We are glad to assist, by our hearty commendation, the extension of the influence of this essay. It forms, as now issued, a handsome pamphlet of two hundred pages, with a full Table of Contents and a copious Index, and is for sale at a price which brings it within the means of every one who may wish to obtain it. It is a book which should be in the reading-room of every Loyal League throughout the country, and of every military hospital. Editors of the loyal press should be provided with it, as containing an arsenal of incontrovertible arguments with which to meet the false assertions by which the maligners of the negro race and the supporters of Slavery too often undertake to maintain their bad cause.
Exhibiting, as Mr. Livermore’s book does, the contrast between the opinions of the founders of the Republic and those professed by the would-be destroyers of the Republic, and showing, as it does, howfar a large portion even of the people of the North have fallen away from the just and generous doctrine of the earlier time, it must lead every thoughtful reader to a deep sense of the need of a regeneration of the spirit of the nation, and to a confirmed conviction of the incompatibility of Slavery with national greatness and virtue.
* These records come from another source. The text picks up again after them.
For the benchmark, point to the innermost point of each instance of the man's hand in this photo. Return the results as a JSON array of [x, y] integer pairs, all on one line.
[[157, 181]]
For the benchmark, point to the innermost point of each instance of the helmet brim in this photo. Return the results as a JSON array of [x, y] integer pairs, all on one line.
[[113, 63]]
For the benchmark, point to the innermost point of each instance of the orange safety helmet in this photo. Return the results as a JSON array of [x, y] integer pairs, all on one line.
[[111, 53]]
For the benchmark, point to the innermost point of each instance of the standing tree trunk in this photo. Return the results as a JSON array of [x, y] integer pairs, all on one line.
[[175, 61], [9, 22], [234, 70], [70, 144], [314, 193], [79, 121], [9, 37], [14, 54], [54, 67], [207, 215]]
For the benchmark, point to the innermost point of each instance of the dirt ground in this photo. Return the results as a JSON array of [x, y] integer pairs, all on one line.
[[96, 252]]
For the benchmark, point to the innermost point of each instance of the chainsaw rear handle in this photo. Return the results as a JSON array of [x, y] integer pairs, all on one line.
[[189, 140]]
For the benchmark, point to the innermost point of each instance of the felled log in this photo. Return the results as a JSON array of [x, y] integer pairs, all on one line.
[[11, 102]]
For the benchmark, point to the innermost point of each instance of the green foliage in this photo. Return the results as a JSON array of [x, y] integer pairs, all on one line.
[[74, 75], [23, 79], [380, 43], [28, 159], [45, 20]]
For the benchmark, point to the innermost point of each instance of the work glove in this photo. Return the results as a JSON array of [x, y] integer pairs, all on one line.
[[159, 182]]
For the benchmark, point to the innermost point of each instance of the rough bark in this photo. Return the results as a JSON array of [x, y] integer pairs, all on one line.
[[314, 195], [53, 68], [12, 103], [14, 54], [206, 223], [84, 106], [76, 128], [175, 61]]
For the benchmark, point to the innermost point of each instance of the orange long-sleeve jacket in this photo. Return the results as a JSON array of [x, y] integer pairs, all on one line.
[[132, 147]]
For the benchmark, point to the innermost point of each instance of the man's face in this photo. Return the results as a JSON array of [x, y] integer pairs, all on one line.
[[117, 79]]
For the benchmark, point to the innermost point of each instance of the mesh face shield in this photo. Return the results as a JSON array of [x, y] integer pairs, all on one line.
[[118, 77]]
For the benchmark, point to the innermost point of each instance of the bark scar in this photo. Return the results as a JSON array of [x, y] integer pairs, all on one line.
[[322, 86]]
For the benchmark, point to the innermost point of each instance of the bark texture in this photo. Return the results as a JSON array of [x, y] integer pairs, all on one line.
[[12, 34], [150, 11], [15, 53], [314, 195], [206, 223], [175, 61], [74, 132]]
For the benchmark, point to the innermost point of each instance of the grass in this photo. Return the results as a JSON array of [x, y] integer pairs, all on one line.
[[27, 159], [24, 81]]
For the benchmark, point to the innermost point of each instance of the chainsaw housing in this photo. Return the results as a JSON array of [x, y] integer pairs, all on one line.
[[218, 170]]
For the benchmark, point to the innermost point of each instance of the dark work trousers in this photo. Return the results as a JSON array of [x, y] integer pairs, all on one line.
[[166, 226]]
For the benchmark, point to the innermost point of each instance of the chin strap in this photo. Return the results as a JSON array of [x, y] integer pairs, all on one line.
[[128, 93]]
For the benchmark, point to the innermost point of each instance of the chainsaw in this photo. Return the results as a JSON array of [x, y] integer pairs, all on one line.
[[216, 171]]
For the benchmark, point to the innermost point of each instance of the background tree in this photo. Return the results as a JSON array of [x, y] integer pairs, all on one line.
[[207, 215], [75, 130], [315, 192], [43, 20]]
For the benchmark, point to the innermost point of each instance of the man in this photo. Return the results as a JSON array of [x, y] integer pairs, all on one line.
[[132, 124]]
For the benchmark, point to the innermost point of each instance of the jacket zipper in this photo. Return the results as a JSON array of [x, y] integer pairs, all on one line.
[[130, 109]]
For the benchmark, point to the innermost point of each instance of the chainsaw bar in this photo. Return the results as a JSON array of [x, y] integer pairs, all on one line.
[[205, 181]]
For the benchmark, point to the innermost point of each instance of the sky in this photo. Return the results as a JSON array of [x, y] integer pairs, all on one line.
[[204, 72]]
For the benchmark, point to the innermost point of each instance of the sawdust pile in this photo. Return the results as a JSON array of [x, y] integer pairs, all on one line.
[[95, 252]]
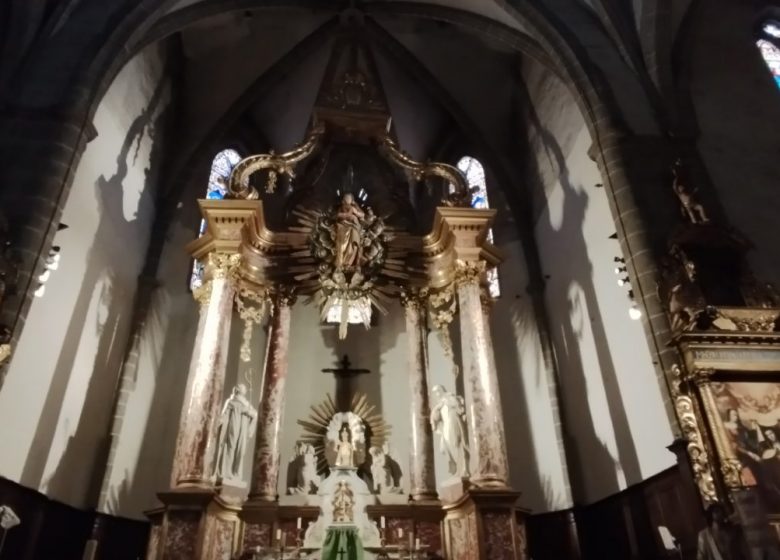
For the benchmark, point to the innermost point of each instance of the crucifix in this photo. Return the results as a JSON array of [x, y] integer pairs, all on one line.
[[344, 375]]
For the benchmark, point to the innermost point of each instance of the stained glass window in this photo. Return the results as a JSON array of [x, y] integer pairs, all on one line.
[[475, 177], [221, 166], [768, 45]]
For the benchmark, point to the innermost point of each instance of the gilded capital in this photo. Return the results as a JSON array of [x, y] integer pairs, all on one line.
[[202, 294], [469, 272], [285, 296], [414, 298], [222, 265]]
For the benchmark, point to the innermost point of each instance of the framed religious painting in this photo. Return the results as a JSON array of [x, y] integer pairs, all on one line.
[[744, 414]]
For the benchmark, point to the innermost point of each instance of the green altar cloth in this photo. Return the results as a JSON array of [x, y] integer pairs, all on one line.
[[342, 543]]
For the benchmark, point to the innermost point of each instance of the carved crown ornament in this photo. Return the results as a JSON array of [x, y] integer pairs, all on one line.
[[705, 282], [348, 247]]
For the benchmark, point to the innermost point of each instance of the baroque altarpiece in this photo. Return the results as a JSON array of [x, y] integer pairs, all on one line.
[[347, 222], [726, 389]]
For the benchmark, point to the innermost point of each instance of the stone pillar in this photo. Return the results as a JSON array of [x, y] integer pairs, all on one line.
[[192, 464], [489, 466], [265, 469], [421, 470]]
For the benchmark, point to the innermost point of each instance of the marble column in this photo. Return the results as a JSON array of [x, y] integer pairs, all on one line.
[[421, 470], [265, 469], [192, 464], [489, 466]]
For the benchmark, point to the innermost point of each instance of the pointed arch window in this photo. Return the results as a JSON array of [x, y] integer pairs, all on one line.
[[221, 166], [475, 178], [769, 45]]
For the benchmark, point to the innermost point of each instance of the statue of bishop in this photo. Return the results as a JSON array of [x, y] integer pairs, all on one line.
[[235, 428], [448, 420]]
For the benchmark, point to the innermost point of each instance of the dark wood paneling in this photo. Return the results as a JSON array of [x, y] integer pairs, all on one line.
[[623, 526], [50, 529]]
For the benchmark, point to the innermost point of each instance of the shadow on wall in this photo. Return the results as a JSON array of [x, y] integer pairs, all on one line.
[[521, 452], [598, 466], [112, 224]]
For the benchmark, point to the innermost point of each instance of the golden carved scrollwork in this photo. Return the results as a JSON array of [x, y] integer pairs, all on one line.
[[461, 195], [219, 266], [730, 465], [697, 451], [284, 296], [277, 164], [442, 308], [731, 469], [252, 306], [469, 272], [414, 298]]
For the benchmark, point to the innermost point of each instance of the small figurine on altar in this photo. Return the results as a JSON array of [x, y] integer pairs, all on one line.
[[448, 420], [344, 449], [691, 207], [343, 503]]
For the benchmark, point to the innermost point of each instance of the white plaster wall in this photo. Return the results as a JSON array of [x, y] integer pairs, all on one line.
[[612, 403], [537, 463], [382, 349], [56, 400]]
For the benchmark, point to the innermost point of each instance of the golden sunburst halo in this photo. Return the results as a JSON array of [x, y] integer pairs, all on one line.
[[315, 428]]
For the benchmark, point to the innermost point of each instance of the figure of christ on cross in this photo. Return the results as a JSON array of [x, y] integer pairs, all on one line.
[[344, 375]]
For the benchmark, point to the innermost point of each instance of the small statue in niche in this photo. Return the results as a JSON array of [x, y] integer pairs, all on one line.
[[691, 208], [349, 233], [343, 503], [302, 477], [448, 420], [344, 449], [235, 427], [385, 471], [679, 290]]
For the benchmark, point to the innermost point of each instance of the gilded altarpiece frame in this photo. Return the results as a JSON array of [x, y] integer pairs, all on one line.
[[736, 381]]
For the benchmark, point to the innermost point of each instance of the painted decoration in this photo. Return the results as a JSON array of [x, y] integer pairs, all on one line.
[[750, 417]]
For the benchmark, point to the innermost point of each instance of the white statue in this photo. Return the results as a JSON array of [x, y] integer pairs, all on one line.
[[302, 472], [344, 449], [235, 427], [448, 420], [311, 480], [378, 469], [8, 518]]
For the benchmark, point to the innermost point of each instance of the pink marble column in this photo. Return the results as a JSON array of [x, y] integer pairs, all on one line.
[[265, 470], [192, 463], [421, 471], [489, 465]]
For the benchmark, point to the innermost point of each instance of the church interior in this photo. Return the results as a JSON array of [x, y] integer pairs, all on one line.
[[366, 279]]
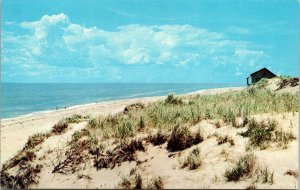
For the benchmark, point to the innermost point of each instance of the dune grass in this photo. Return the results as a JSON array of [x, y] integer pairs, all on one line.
[[193, 160], [261, 134], [243, 168], [189, 110]]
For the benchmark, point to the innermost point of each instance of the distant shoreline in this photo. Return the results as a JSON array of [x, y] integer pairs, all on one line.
[[42, 112]]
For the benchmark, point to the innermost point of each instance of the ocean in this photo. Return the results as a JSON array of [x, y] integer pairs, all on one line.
[[23, 98]]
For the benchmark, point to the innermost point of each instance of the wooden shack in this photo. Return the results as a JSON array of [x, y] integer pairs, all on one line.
[[262, 73]]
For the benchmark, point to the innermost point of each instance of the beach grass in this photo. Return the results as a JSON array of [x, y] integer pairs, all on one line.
[[192, 109]]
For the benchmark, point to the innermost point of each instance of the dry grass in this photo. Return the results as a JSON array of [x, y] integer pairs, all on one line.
[[225, 139], [261, 134], [181, 138], [125, 151], [74, 157], [158, 138], [156, 183], [35, 140], [292, 173], [60, 127], [27, 174], [243, 168], [193, 160], [133, 181]]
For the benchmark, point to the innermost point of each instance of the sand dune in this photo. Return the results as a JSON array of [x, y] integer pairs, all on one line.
[[274, 166]]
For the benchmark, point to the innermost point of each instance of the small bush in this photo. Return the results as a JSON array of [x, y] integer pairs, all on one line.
[[92, 123], [244, 167], [26, 175], [34, 140], [262, 83], [141, 124], [124, 152], [225, 139], [171, 99], [181, 138], [60, 127], [193, 160], [156, 183], [133, 181], [292, 173], [158, 138], [283, 138], [124, 130], [133, 107], [74, 119], [260, 134], [267, 176], [74, 157]]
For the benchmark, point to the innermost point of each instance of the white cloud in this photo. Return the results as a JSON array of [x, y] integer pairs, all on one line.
[[237, 30], [55, 42]]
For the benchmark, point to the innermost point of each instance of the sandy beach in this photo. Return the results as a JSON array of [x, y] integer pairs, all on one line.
[[221, 146], [15, 131]]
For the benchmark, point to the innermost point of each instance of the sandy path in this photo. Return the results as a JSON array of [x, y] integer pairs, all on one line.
[[15, 131]]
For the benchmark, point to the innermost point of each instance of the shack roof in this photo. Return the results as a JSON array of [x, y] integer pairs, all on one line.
[[261, 71]]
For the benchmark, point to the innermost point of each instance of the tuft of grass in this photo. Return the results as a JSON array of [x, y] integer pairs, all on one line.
[[133, 107], [243, 168], [193, 160], [26, 175], [60, 127], [283, 138], [260, 134], [225, 139], [173, 100], [292, 173], [34, 140], [252, 186], [158, 138], [92, 123], [267, 176], [262, 83], [156, 183], [181, 138], [74, 157], [125, 151], [287, 81], [125, 129], [133, 181], [141, 124], [76, 118]]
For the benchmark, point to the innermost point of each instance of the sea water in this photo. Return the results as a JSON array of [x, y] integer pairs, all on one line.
[[24, 98]]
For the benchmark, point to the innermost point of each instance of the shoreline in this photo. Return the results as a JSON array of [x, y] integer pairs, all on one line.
[[16, 131], [35, 113]]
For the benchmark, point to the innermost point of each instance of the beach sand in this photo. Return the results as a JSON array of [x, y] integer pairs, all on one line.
[[156, 160], [15, 131]]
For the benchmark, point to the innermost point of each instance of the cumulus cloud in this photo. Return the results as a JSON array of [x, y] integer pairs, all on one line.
[[55, 42]]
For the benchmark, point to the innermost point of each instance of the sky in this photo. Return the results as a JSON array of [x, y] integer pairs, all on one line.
[[153, 41]]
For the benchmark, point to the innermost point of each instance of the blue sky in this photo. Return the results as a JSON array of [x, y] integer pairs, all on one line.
[[208, 41]]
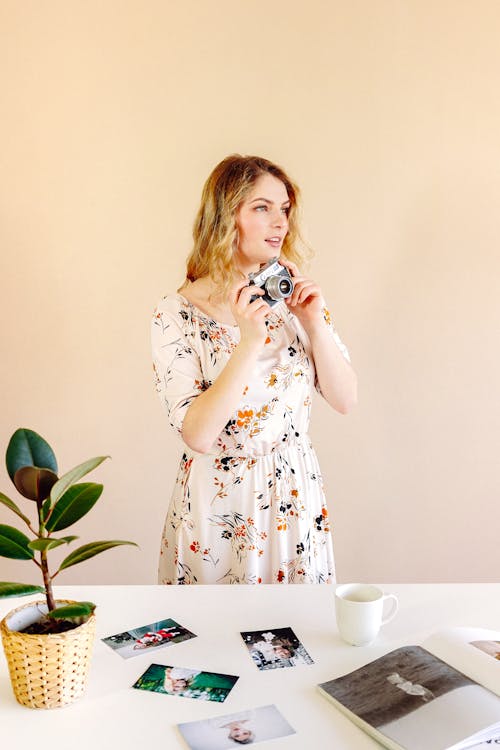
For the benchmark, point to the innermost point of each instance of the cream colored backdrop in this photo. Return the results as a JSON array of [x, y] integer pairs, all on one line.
[[387, 114]]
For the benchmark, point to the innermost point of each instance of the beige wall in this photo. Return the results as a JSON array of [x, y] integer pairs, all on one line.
[[387, 114]]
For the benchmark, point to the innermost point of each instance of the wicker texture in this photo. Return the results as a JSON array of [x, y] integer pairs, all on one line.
[[48, 671]]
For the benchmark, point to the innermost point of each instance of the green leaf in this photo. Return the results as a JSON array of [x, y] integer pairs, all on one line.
[[42, 545], [73, 476], [75, 503], [11, 504], [14, 544], [89, 550], [46, 508], [18, 589], [28, 448], [78, 609], [33, 482]]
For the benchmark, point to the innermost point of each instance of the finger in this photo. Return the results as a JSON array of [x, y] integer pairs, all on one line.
[[235, 290], [292, 267], [308, 291], [247, 292]]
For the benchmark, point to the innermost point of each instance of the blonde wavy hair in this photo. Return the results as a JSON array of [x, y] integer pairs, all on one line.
[[215, 232]]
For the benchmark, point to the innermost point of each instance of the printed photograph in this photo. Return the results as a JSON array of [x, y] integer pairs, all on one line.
[[243, 728], [186, 683], [148, 637], [492, 648], [275, 649], [395, 685], [417, 700]]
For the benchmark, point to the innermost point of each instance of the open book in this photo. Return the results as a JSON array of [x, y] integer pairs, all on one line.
[[442, 695]]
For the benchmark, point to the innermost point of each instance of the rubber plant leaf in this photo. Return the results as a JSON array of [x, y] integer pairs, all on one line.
[[14, 544], [34, 483], [77, 609], [18, 589], [14, 508], [73, 505], [89, 550], [28, 448], [73, 476]]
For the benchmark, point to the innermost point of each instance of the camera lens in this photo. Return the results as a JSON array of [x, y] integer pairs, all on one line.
[[279, 287]]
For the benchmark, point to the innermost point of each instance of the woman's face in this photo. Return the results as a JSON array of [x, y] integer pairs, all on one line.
[[240, 733], [262, 221]]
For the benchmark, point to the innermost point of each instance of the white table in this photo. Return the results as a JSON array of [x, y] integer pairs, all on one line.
[[112, 714]]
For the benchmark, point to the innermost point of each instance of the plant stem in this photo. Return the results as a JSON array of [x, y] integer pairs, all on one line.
[[47, 581], [49, 596]]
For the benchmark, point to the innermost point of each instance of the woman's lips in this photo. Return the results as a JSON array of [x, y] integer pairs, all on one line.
[[275, 242]]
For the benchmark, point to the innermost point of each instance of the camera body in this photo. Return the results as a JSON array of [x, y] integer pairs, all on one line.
[[275, 280]]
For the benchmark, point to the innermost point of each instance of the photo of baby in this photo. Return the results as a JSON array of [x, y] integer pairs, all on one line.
[[243, 728], [275, 649], [157, 634], [186, 683], [492, 648]]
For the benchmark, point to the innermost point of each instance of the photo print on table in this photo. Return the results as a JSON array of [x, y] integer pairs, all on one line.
[[243, 728], [276, 648], [186, 683], [147, 637], [492, 648], [409, 696]]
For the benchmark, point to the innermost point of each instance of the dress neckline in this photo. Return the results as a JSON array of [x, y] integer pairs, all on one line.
[[205, 315]]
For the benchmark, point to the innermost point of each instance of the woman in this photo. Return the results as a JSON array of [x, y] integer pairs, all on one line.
[[236, 376]]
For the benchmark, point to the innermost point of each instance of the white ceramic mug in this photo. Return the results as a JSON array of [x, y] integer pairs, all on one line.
[[359, 608]]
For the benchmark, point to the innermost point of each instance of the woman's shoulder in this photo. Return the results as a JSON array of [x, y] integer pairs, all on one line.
[[172, 308], [171, 305]]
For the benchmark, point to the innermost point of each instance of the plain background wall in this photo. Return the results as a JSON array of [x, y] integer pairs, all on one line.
[[387, 114]]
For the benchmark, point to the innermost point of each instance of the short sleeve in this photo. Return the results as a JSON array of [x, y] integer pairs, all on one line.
[[177, 366]]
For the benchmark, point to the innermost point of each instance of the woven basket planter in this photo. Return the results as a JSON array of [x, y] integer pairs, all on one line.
[[46, 671]]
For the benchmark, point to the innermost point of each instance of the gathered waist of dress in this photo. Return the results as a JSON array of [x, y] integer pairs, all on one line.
[[262, 449]]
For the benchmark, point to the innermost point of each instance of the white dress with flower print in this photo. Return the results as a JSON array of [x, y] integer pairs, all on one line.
[[252, 509]]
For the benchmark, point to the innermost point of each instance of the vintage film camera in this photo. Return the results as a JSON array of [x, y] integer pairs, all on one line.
[[275, 280]]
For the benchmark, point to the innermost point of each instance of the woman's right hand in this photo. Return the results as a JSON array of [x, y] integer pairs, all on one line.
[[250, 316]]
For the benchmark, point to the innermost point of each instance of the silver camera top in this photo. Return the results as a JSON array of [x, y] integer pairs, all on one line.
[[274, 279]]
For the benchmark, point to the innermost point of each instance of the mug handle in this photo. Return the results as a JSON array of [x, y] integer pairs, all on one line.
[[394, 609]]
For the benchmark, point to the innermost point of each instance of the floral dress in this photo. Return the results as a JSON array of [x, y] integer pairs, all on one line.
[[252, 509]]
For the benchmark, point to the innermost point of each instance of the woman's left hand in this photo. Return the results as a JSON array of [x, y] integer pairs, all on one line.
[[306, 300]]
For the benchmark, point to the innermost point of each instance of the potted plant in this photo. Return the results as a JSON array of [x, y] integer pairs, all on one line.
[[47, 644]]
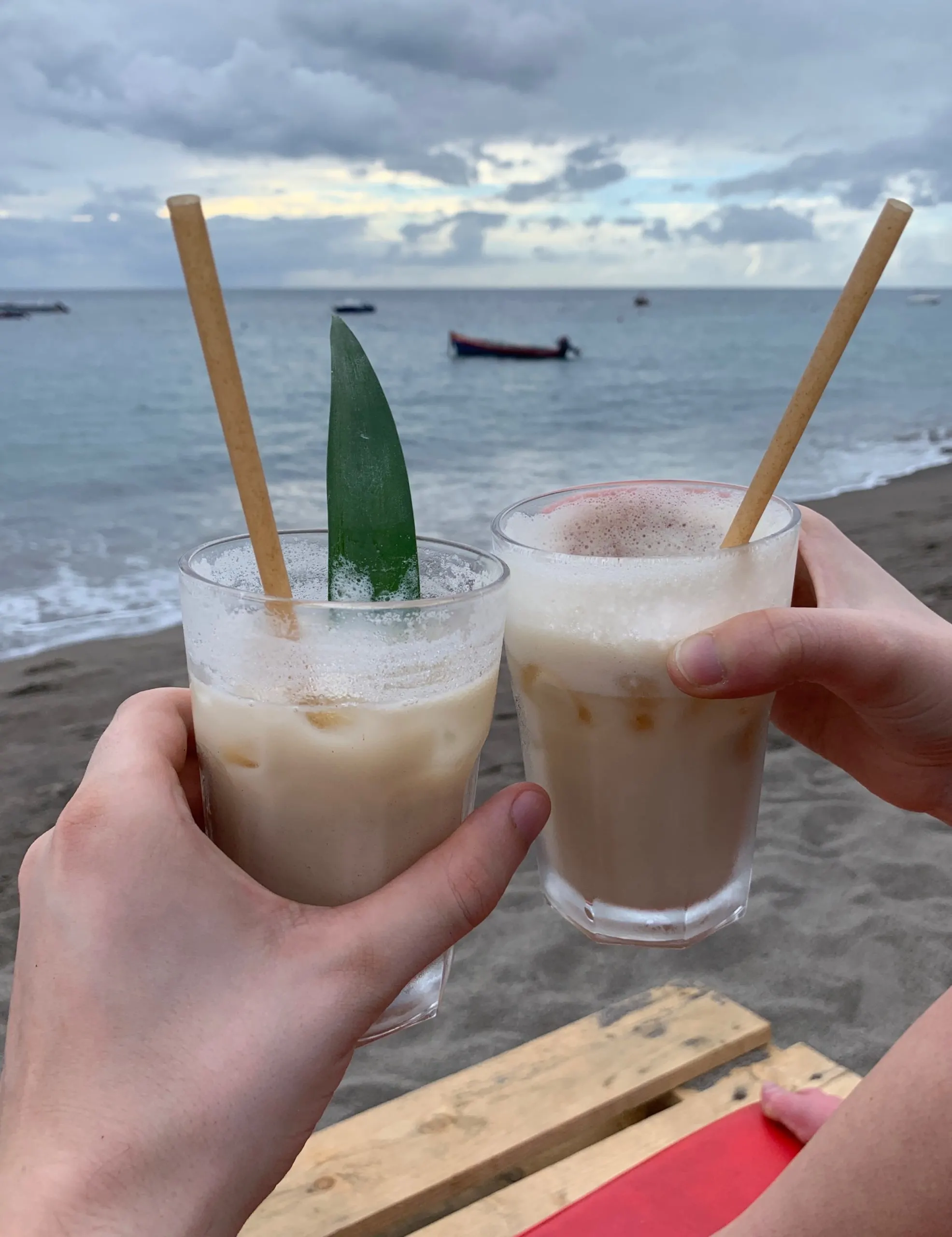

The Rebellion has taught us that the Republic is not safe while Slavery is permitted to exercise any political power. It ought to teach us also, that, as long as Slavery exists in any of the States, it will not cease to exercise political power, and that the only means to make the nation safe is utterly to abolish and destroy Slavery, wherever it is found within its limits. Nor is this all; the lesson of the Rebellion is but half learned, unless we resolve that henceforth there shall be no fatal division between our consciences, our principles, our theories, and our treatment of the black race, and unless we acknowledge their inalienable right to that justice by which alone the most ancient heavens and the most sacred institutions are fresh and strong.
There is no better text-book for enforcing these lessons than Mr. Livermore’s Research.